8 minute read

Singular Value Decomposition (SVD)

Motivation 1: geometric interpretation

SVD is popular matrix decomposition which is widely used in various linear algebra relate algorithms. There are various motivation in SVD, one of which is motivated by the following geometric fact: The image of the unit sphere under any square matrix is a hyperellipse.

image

$\mathbf{Fig\ 1.}$ Illustration of SVD of $M \in \mathbb{R}^{2 \times 2}$.

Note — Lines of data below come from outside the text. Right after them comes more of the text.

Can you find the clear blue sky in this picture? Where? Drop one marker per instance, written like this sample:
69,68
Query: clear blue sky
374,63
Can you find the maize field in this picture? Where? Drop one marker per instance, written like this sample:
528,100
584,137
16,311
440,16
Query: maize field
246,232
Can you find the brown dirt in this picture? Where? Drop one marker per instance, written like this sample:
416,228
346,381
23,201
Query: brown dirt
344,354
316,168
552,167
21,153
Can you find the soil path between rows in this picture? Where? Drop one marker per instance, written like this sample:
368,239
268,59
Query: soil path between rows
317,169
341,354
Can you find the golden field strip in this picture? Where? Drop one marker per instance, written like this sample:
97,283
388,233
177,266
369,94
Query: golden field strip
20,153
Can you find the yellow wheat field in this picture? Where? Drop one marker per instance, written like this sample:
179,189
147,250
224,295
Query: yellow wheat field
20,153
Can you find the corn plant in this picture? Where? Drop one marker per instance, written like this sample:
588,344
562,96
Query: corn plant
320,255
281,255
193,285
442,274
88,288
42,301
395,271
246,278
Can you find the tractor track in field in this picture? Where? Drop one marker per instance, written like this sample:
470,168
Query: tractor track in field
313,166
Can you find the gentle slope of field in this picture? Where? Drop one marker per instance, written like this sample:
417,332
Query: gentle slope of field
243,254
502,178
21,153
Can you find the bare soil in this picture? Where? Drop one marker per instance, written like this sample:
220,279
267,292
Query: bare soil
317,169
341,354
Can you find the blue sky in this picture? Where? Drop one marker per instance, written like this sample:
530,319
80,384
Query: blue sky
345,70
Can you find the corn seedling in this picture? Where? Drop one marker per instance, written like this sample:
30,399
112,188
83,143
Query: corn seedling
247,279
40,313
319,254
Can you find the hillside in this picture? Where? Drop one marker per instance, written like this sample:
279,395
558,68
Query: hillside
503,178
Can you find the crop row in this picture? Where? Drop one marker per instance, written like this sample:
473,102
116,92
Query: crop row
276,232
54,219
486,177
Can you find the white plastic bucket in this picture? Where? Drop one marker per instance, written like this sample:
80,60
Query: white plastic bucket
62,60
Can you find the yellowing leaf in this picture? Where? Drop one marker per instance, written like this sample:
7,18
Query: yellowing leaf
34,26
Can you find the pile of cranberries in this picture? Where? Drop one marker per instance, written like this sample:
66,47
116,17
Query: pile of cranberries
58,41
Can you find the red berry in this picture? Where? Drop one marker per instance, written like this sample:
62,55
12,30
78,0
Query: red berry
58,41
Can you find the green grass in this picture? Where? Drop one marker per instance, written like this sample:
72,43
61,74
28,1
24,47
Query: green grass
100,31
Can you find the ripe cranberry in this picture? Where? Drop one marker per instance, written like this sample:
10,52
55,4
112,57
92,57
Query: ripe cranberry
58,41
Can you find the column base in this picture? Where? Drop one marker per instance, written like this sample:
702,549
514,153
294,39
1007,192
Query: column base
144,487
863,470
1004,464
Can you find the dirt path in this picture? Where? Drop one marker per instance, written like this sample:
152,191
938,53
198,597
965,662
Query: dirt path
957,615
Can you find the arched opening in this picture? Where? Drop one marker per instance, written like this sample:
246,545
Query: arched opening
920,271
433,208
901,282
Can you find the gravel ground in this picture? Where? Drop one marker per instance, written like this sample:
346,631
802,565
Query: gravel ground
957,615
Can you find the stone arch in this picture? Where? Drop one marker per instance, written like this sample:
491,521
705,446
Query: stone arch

Let $S$ be the unit sphere in $\mathbb{R}^n$, and take a linear map induced by any matrix $A \in \mathbb{R}^{m \times n}$ with $m \geq n$. Although any matrix can be factorized into SVD regardless of rank and $\mathbb{R}$ or $\mathbb{C}$, we suppose $A$ has full rank and consider $\mathbb{R}$ instead of $\mathbb{C}$ for simplicity and intuition.

image

$\mathbf{Fig\ 2.}$ Our situation

Then, imaged hyperellipse $AS$ will have $n$ principal semiaxes (since we assumed full rank) \(\{ \sigma_1 \mathbf{u}_1, \cdots, \sigma_n \mathbf{u}_n \}\) where \(\mathbf{u}_j\) indicate the directions of semiaxes and $\sigma_j$ are the lengths of them. And we find the preimage of semiaxes, \(\{ \mathbf{v}_1, \cdots, \mathbf{v}_n \} \in S\).

Motivation 2: Best-fit Subspaces

Another motivation is, SVD is a solution of best-fit subspace of $n$ vectors. [2]

Suppose $n$ number of datas, represented in $d$-dimensional vectors. Construct $A \in \mathbb{R}^{n \times d}$ with them whose $i$-th row is \(\mathbf{a}_i\).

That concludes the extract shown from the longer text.